1/fって何すか。2017.4月号

<#37 まだ売れる前のはっとりくんの話>

「国境はなかった」という曲をリリースしてから早2年が経ちました。当時その曲がリリースされた2015年の3月はテレビで連日イスラム国のテロのニュースが流れていて、まわりからは「またタイムリーな時にこんな曲をだしたね」と言われましたが、曲を書き始めたのは出るよりももっと前ですので、世相とこんなにリンクするとは思っていませんでした、偶然だったのです。そして二年が経ち、未だにテロのニュースはつづきますが、今度は本当に国境に壁をつくるという話がでてきました。もちろんこんなことも、二年前は全く予想していなかった。

私はここで政治的な発言は控えようと思っています。一応ミュージシャンなので、それを発信するにはメロディと詩が必要ですし、まだまだコラムやスピーチで発信するにはそれ相当の鍛錬が必要になりそうです。

このあいだライブの打ち上げで自分よりも幾つも年下のバンドのボーカルの子(この度同じ事務所に仲間入りしました)が、「自分は人見知りで、嫌いな人もいたけど、ちゃんと話したら好きなところも絶対にでてくる、先入観はよくないですね。」と言っていて、彼は国境のなくし方を知っているんだなあと感心してしまいました。

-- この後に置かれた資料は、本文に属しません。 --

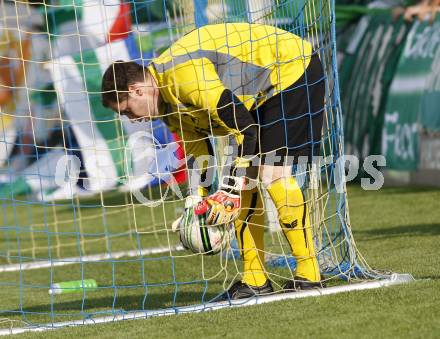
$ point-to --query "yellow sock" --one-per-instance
(295, 222)
(249, 230)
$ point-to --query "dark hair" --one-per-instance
(116, 79)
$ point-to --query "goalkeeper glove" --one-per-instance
(223, 206)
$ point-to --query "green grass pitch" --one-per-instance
(397, 229)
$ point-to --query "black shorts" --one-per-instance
(290, 123)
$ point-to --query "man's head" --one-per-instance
(130, 90)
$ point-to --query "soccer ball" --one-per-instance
(196, 235)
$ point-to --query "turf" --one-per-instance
(395, 228)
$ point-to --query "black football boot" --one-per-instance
(241, 290)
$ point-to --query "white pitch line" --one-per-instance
(86, 258)
(394, 279)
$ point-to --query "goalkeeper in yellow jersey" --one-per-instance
(264, 87)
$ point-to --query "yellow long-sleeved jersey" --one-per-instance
(212, 77)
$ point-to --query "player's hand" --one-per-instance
(224, 205)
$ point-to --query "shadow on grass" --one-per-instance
(399, 231)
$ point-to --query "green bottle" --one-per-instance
(73, 286)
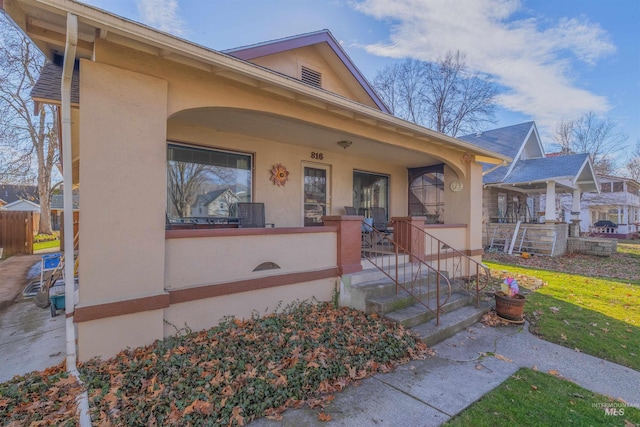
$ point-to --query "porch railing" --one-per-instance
(423, 265)
(429, 286)
(472, 276)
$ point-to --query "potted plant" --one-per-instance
(509, 302)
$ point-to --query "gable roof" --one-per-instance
(47, 87)
(22, 205)
(95, 23)
(257, 50)
(545, 168)
(507, 140)
(532, 173)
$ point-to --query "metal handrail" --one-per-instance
(444, 253)
(414, 277)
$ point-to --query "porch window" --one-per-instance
(370, 190)
(426, 193)
(204, 183)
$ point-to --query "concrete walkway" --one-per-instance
(30, 339)
(429, 392)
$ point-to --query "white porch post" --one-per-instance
(550, 208)
(574, 230)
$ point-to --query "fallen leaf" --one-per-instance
(324, 417)
(235, 415)
(198, 406)
(501, 357)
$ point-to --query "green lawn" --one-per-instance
(598, 316)
(532, 398)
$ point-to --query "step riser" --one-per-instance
(400, 301)
(428, 315)
(446, 332)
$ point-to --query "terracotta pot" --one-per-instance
(510, 308)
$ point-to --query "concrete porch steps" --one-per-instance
(373, 292)
(450, 323)
(418, 314)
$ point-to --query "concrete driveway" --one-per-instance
(30, 339)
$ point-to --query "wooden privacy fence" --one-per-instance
(17, 230)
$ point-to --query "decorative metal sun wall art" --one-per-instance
(279, 175)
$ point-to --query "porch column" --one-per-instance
(406, 233)
(349, 241)
(574, 230)
(550, 208)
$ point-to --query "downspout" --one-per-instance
(67, 175)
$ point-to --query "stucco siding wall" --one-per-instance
(206, 313)
(283, 205)
(123, 170)
(289, 63)
(106, 337)
(200, 261)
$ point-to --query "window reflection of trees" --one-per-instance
(194, 172)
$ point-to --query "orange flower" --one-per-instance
(279, 175)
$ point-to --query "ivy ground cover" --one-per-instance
(227, 375)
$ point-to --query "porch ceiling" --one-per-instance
(296, 132)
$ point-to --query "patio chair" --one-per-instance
(250, 215)
(379, 216)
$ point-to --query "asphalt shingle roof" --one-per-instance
(48, 85)
(546, 168)
(506, 141)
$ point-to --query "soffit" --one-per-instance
(283, 129)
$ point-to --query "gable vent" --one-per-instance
(310, 76)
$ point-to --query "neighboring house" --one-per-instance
(618, 202)
(526, 191)
(10, 193)
(291, 124)
(214, 203)
(21, 205)
(57, 209)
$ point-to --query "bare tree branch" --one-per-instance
(28, 137)
(443, 95)
(590, 134)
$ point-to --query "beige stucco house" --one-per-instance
(290, 124)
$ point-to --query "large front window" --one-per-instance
(426, 193)
(204, 183)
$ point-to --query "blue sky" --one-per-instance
(552, 59)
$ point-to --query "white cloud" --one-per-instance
(161, 14)
(535, 63)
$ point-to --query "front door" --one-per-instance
(315, 193)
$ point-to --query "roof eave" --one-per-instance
(165, 43)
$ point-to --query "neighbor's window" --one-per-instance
(426, 193)
(205, 183)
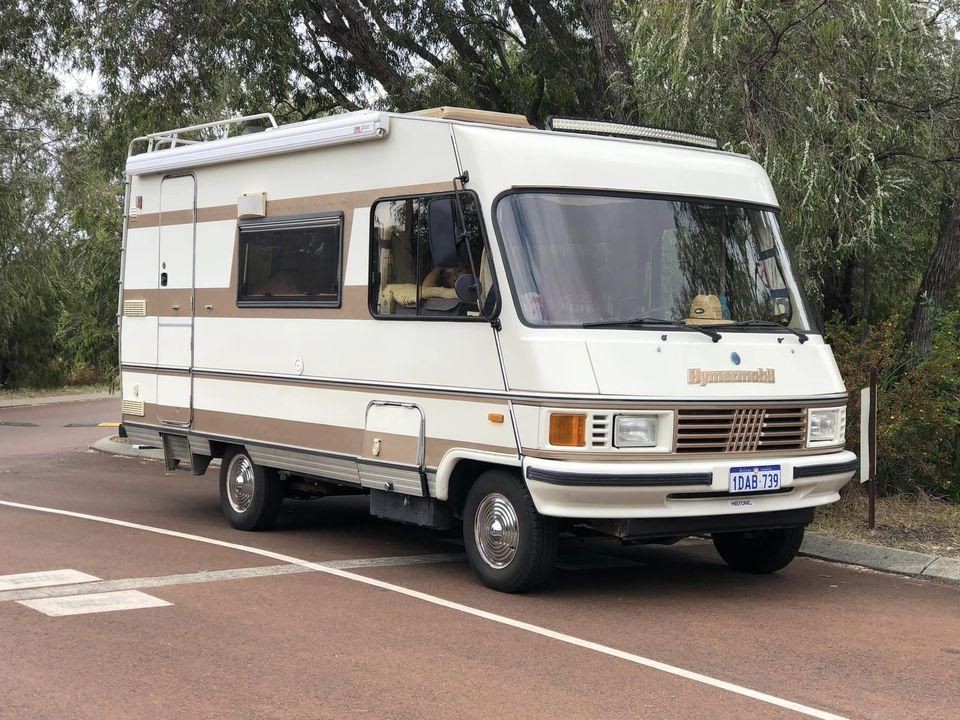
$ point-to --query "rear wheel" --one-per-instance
(250, 495)
(511, 547)
(759, 551)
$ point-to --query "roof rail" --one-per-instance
(171, 138)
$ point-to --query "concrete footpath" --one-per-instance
(55, 399)
(885, 559)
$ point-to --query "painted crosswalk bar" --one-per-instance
(45, 578)
(94, 603)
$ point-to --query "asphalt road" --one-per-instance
(336, 614)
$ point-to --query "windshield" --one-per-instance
(582, 258)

人も、バンドも、レーベルも、独自の文化思想、法律をもった一つの国です。この一年間テスラは泣かない。という国からBa吉牟田が離脱し、13人のサポートベーシストをお迎えしました。そこでは、ベースを弾いてもらうだけでなく、その人の、その人のバンドの文化思想に触れました。そしてそれは知らず知らずのうちに私たちのバンドにも浸透していきました。

私たちが、ふりだしから再スタートするのではなく、階段を一つの上がったところから再始動するためには、まずこの新しく知った文化思想を吉牟田と共有することなんじゃないかなあと思っています。更に、そこにまた吉牟田の独自の(いや、かなり独特で奇天烈な)文化思想が混じって、これからテスラは泣かない。は面白くなっていくんじゃないかなとおもっています。

国境を越える方法はコミュニケーションです。せっかく人間に生まれてきたのだから。面と向かって話さなくても、それがライブだってよい。私たちはミュージシャンとして、国境のない世界を探していきたい。

シン・テスラ国はいつでも皆様を暖かくお迎え致します。また会える日を楽しみにしています。